Cumpre decidir.
Como imediatamente veremos, é manifesta a incompetência deste STA para o conhecimento do recurso, por ela estar atribuída ao TCA Norte.
Importa considerar que o dissídio a que se refere o recurso contencioso dos autos respeita à legalidade do despacho, de 9/5/02, que culminou um concurso de pessoal no âmbito da CM Chaves, concurso esse a que a recorrente se tinha candidatado e em que havia prestado provas e sido classificada e ordenada pelo júri.
De acordo com a al. b) do n.º 1 do art. 26º do anterior ETAF, a Secção de Contencioso Administrativo do STA tem competência para conhecer, pelas suas Subsecções, das decisões dos tribunais administrativos de círculo para cujo conhecimento não seja competente o TCA.
E, segundo a al. a) do art. 40º do mesmo ETAF, a Secção de Contencioso Administrativo do TCA tem competência para conhecer dos «recursos de decisões dos tribunais administrativos de círculo que versem sobre matéria relativa ao funcionalismo público», dizendo-nos o art. 104º do mesmo diploma que se consideram «actos e matéria relativos ao funcionalismo público os que tenham por objecto a definição de uma situação decorrente de uma relação jurídica de emprego público».
A questão que no recurso contencioso dos autos materialmente se discute respeita, como vimos, à legalidade do despacho homologatório da lista de classificação final de um concurso de pessoal. Sendo assim, o acto impugnado no recurso contencioso é claramente atinente, «quoad constitutionem» e «quoad effectum», a uma situação jurídica de emprego público; e daí que seja certo que o mesmo recurso contencioso incide sobre «matéria relativa ao funcionalismo público».
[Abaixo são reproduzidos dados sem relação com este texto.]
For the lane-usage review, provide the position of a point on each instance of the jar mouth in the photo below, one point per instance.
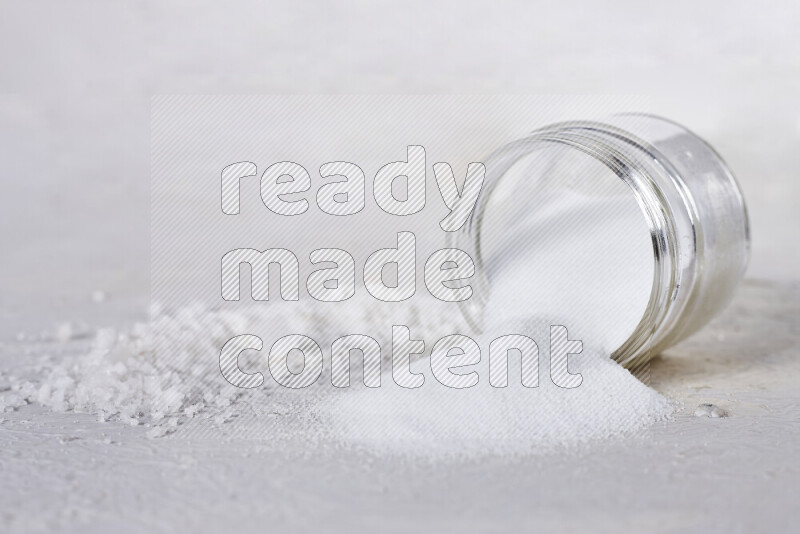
(667, 206)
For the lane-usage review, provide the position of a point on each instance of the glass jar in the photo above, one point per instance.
(688, 200)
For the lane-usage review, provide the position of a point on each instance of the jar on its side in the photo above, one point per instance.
(692, 205)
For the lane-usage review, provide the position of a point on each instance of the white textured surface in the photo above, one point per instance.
(66, 473)
(75, 81)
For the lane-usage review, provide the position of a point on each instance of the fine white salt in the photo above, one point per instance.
(590, 273)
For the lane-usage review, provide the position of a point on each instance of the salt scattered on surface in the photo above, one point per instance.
(710, 410)
(164, 373)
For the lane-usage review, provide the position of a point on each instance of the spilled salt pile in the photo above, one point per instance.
(162, 373)
(556, 257)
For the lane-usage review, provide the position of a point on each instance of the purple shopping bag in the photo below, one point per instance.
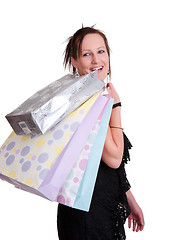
(61, 168)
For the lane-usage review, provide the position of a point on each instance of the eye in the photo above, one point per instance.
(101, 51)
(86, 54)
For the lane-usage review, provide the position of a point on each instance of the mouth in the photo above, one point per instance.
(99, 68)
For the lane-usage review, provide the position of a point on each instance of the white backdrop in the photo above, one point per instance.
(140, 37)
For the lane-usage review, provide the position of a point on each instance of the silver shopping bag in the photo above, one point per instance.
(52, 104)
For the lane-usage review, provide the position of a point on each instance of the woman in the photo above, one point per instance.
(112, 202)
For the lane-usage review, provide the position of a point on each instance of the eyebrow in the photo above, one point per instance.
(90, 49)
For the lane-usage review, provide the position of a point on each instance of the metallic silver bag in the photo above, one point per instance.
(50, 105)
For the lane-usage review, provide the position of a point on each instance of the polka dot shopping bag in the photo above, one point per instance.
(36, 163)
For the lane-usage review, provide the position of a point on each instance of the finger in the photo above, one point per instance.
(129, 222)
(134, 225)
(141, 227)
(138, 227)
Nesta conformidade, a decisão do TAC do Porto, ora impugnada, inclui-se na previsão da al. a) do art. 40º do ETAF. Pelo que o conhecimento do respectivo recurso jurisdicional não cabe, por exclusão, à Secção de Contencioso Administrativo do STA, já que incumbe à Secção de Contencioso Administrativo do TCA – e, mais precisamente, à do TCA Norte, entretanto criado pela Lei n.º 107-D/2003, de 31/12. Resta dizer que o facto de a recorrente já ter solicitado nos autos que o processo seja remetido àquele tribunal permite que consideremos antecipadamente formulado o pedido de remessa a que alude o art. 4º da LPTA.
Pelo exposto, acordam em julgar o STA incompetente em razão da hierarquia para o conhecimento do presente recurso, pois essa competência está legalmente atribuída ao TCA Norte – para onde os presentes autos haverão de ser remetidos após o trânsito em julgado do presente aresto.
Custas pela recorrente:
Taxa de justiça: 200 euros.
Procuradoria: 100 euros.
Lisboa, 23 de Junho de 2005. – Madeira dos Santos – (relator) – Freitas Carvalho – Pais Borges.